Kamis 20 Dec 2018 14:04 WIB

Rep: Fira Nursya'bani/ Red: Nur Aini

Prajurit Hizbullah.

Prajurit Hizbullah.

Foto: www.naharnet.com
Israel ingin Hizbullah dicap sebagai organisasi teroris.

REPUBLIKA.CO.ID, YERUSALEM -- Israel mendesak sidang khusus Dewan Keamanan PBB untuk menjatuhkan sanksi kepada kelompok militan Lebanon, Hizbullah, pada Rabu (19/12). Israel juga ingin PBB menyatakan kelompok itu sebagai organisasi teroris menyusul ditemukannya terowongan lintas perbatasan yang membentang ke Israel.

Setelah sidang berakhir, dewan tidak mengambil tindakan terhadap permintaan Israel tersebut. Meski demikian, beberapa anggotanya telah memihak Israel dan menyatakan keprihatinan atas pelanggaran Hizbullah terhadap resolusi Dewan Keamanan PBB yang mengakhiri perang pada 2006.

Israel telah beberapa kali mendesak badan paling kuat di PBB itu untuk mengecam Hizbullah, tetapi tidak pernah berhasil karena ada perpecahan di dewan. Dalam sidang kali ini pun tidak ada langkah untuk mengedarkan rancangan resolusi terkait terowongan buatan Hizbullah.

Alasan utama tidak adanya tindakan dari dewan adalah, beberapa anggota bersikeras pelanggaran Israel atas resolusi 2006 juga harus dimasukkan dalam resolusi baru.

Awal bulan ini, Israel mengumumkan penemuan jaringan terowongan lintas batas milik Hizbullah dan meluncurkan operasi militer terbuka untuk menghancurkan terowongan itu. Sejauh ini, Israel telah menemukan empat terowongan yang diduga akan digunakan untuk menyusup dan menyerang kota-kota Israel serta menculik warga sipil Israel.

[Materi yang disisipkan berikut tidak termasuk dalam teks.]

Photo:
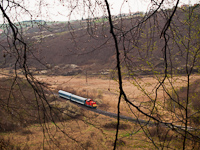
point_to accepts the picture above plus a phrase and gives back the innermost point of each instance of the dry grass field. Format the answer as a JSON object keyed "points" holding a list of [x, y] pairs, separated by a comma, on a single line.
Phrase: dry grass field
{"points": [[90, 130]]}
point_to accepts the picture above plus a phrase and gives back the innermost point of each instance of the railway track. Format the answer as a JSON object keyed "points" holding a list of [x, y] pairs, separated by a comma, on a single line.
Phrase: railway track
{"points": [[134, 120]]}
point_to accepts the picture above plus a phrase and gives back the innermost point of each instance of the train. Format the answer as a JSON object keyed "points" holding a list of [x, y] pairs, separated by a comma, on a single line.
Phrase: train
{"points": [[77, 99]]}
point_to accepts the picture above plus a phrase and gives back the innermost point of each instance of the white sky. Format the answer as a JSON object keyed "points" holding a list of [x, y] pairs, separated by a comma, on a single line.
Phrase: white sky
{"points": [[58, 10]]}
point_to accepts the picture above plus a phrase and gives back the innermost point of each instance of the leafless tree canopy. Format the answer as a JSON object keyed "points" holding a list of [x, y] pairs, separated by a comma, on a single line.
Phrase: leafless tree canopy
{"points": [[162, 42]]}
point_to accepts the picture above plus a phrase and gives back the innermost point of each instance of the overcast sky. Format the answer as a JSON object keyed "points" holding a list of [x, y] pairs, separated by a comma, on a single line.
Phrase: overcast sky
{"points": [[59, 10]]}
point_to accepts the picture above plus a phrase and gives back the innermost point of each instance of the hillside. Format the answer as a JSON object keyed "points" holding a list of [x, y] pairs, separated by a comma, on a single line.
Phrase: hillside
{"points": [[89, 45]]}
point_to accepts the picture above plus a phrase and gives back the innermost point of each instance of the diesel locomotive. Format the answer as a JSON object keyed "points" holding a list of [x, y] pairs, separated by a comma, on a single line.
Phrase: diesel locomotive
{"points": [[77, 99]]}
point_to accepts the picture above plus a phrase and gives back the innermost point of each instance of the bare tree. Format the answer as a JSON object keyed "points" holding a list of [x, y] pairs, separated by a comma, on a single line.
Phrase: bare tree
{"points": [[163, 43]]}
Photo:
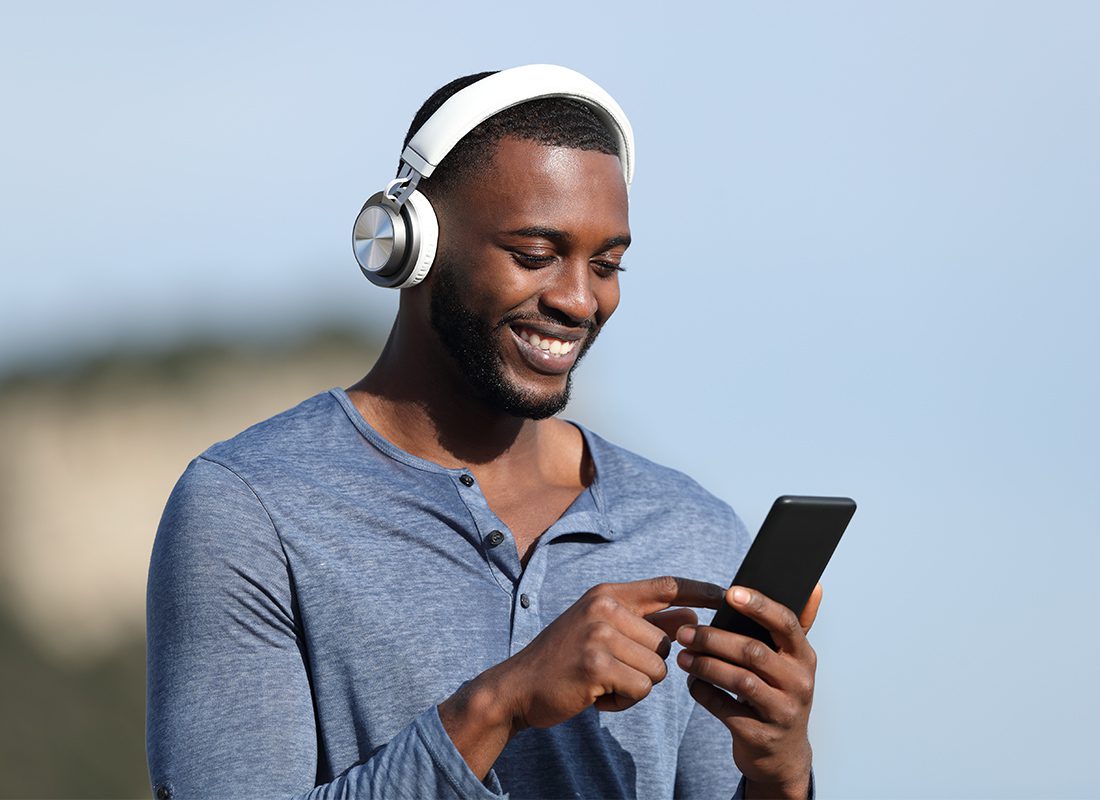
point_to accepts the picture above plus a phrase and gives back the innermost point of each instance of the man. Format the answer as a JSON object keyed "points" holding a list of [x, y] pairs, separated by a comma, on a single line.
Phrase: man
{"points": [[428, 585]]}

“Ini bukan hanya tindakan agresi. Ini adalah tindakan perang. Rakyat Lebanon harus memahami bahwa Hizbullah menempatkan mereka dalam bahaya dan kami berharap Lebanon bisa mengambil tindakan terhadap ini," ujar Perdana Menteri Israel Benjamin Netanyahu, Rabu (19/12), dikutip The Washington Post.

Di PBB, Duta Besar Israel Danny Danon menunjukkan foto udara sebuah kompleks di dekat perbatasan yang menyembunyikan terowongan Hizbullah. Dia juga mempresentasikan foto udara yang menunjukkan tempat penyimpanan senjata yang disembunyikan di desa perbatasan.

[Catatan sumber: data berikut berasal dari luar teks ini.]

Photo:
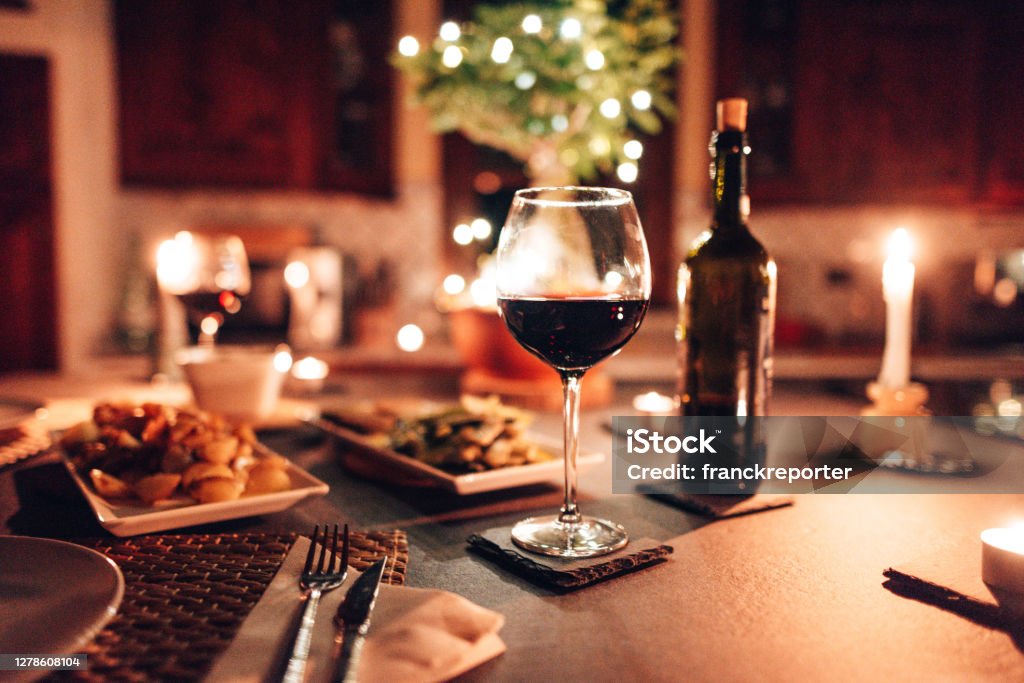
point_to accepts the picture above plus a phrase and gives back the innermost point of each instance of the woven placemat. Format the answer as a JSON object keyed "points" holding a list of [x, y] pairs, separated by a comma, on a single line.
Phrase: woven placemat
{"points": [[724, 507], [186, 596]]}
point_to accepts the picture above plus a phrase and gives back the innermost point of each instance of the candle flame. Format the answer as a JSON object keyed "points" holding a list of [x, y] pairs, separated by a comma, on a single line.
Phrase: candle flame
{"points": [[900, 246]]}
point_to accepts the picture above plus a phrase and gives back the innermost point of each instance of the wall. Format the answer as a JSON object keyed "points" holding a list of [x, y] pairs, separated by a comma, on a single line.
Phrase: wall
{"points": [[94, 216], [813, 245]]}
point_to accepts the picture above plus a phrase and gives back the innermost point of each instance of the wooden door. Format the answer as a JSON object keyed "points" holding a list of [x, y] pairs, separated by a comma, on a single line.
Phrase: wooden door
{"points": [[28, 300]]}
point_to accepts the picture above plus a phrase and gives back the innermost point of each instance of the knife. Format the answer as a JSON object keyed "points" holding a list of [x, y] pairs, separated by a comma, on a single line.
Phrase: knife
{"points": [[352, 621]]}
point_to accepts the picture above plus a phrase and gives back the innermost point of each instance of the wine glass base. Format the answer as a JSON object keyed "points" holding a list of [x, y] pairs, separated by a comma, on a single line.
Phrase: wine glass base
{"points": [[588, 538]]}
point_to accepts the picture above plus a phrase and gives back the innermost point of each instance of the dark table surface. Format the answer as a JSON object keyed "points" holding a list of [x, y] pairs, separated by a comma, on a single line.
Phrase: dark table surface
{"points": [[793, 594]]}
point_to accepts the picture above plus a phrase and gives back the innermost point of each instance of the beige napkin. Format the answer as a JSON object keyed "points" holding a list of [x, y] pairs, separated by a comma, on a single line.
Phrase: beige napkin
{"points": [[415, 634]]}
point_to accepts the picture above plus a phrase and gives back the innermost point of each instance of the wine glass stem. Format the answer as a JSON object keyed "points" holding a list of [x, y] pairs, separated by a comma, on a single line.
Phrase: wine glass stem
{"points": [[570, 386]]}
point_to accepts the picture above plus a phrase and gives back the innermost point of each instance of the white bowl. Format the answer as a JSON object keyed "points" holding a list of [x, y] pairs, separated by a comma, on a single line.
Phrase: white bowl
{"points": [[239, 382]]}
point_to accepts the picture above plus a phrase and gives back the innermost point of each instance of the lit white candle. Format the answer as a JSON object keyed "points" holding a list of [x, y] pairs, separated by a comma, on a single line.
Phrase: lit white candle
{"points": [[309, 373], [897, 284], [1003, 565]]}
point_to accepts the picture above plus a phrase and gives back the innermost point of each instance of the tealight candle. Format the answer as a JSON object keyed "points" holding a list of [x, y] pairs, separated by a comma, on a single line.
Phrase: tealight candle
{"points": [[653, 402], [1003, 564], [897, 285], [309, 373]]}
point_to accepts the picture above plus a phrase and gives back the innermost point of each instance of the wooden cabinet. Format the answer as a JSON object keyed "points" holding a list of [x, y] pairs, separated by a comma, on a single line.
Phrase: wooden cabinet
{"points": [[856, 100], [255, 93], [28, 278]]}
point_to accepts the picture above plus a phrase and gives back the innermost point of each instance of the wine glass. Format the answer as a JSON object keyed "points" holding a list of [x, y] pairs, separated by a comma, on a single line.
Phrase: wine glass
{"points": [[573, 285], [209, 273]]}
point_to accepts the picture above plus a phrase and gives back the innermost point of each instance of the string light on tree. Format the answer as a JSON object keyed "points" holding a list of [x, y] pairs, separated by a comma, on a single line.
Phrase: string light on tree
{"points": [[450, 31], [525, 80], [410, 338], [610, 108], [633, 150], [628, 171], [502, 51], [641, 99], [452, 56], [570, 29], [531, 24], [540, 81], [409, 46]]}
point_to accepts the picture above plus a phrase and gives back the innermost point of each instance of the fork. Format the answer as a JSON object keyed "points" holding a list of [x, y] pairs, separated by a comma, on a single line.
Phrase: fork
{"points": [[314, 583]]}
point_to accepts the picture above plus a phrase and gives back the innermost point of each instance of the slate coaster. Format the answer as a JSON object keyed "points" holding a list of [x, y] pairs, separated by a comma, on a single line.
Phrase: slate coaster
{"points": [[723, 507], [944, 581], [565, 573]]}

Danon mengatakan, Israel telah memberi informasi akurat kepada misi penjaga perdamaian PBB, yang dikenal dengan UNIFIL, tentang terowongan itu. Dia menuduh tentara Lebanon telah menyampaikan informasi kepada Hizbullah, yang memungkinkan kelompok tersebut mencoba menyembunyikan terowongan.

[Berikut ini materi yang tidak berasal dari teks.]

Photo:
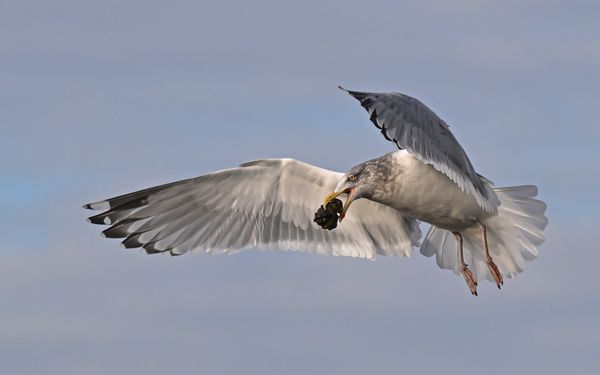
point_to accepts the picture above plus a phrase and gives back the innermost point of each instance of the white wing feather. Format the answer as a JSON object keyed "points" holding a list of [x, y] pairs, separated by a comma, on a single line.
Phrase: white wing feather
{"points": [[268, 204], [412, 126]]}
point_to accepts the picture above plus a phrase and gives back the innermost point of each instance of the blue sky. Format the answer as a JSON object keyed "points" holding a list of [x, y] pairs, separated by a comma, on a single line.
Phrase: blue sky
{"points": [[103, 98]]}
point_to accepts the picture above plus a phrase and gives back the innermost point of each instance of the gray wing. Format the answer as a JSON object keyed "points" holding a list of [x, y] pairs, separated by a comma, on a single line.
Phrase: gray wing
{"points": [[268, 204], [412, 126]]}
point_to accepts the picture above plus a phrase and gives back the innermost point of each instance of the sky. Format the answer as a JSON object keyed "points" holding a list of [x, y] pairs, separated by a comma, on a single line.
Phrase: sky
{"points": [[99, 99]]}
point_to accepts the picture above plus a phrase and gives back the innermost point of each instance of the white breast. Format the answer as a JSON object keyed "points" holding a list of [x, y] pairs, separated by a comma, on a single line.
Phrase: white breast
{"points": [[428, 195]]}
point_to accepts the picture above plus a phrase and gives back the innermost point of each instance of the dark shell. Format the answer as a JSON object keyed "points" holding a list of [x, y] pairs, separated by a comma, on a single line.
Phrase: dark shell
{"points": [[327, 217]]}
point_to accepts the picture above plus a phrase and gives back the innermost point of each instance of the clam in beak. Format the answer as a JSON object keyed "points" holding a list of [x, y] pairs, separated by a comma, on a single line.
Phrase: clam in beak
{"points": [[336, 194]]}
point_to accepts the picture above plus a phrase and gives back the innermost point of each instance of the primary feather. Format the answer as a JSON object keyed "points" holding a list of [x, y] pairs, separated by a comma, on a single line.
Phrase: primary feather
{"points": [[266, 204]]}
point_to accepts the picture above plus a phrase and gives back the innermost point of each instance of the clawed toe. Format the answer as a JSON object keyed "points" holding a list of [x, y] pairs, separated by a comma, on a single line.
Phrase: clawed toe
{"points": [[470, 279]]}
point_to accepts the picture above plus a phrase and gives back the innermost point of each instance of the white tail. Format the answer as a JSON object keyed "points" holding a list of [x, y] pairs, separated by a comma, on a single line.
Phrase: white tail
{"points": [[513, 236]]}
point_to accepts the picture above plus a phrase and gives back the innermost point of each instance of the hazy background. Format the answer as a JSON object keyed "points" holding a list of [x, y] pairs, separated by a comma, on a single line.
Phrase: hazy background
{"points": [[102, 98]]}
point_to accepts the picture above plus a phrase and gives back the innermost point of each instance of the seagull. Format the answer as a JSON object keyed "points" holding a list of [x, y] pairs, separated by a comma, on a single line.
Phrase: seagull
{"points": [[477, 230]]}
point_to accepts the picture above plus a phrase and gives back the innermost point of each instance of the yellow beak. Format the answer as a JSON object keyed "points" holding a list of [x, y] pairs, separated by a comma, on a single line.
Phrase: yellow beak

"Pejabat militer Lebanon bekerja untuk Hezbollah, sementara UNIFIL tidak bekerja untuk memenuhi mandatnya di wilayah itu dengan cara yang diperlukan," kata Danon.

Kepala penjaga perdamaian PBB, Jean-Pierre Lacroix, mengatakan UNIFIL telah mengkonfirmasi empat terowongan, termasuk dua terowongan yang melintasi perbatasan ke Israel. Menurutnya, pembuatan terowongan itu merupakan sebuah pelanggaran serius dari resolusi gencatan senjata 2006.

Lacroix menuturkan, UNIFIL telah bertindak bijaksana untuk menyelesaikan penyelidikannya. UNIFIL juga bekerja dengan kedua belah pihak untuk menonaktifkan semua terowongan yang melintasi perbatasan. "Ini adalah masalah yang serius," kata dia.

Duta Besar Lebanon untuk PBB, Amal Mudallali, mengatakan negaranya menganggap serius masalah ini dan tetap berkomitmen pada resolusi gencatan senjata. "Komitmen ini bukan retorika, dan ini bukan kata-kata belaka, karena komitmen ini untuk kepentingan negara saya dan rakyat saya," ungkap Mudallali.

Namun, dia juga menuduh Israel berulang kali melanggar resolusi dengan memerintahkan pasukannya untuk secara rutin terbang melalui langit Lebanon. "Jika kami menyerukan pertemuan Dewan Keamanan setiap kali Israel melanggar kedaulatan Lebanon sejak 2006, maka akan ada pertemuan 24 jam dalam sepekan," ujar dia.

Beberapa anggota dewan mendukung Israel dalam mengecam terowongan Hizbullah. Swedia mengatakan kemampuan militer Hizbullah telah menimbulkan risiko yang jelas bagi stabilitas regional. Sementara Belanda dengan keras mengecam terowongan itu sebagai sebuah pelanggaran mencolok atas kedaulatan Israel dan hukum internasional.

Wakil Duta Besar Rusia untuk PBB, Vladimir Safronkov, menekankan hubungan historis yang baik antara Moskow dengan Israel dan Lebanon dalam pidatonya di dewan. Seperti banyak anggota dewan lainnya, Safronkov menyerukan semua pihak untuk tenang dan memulai dialog untuk mengakhiri polemik emosional.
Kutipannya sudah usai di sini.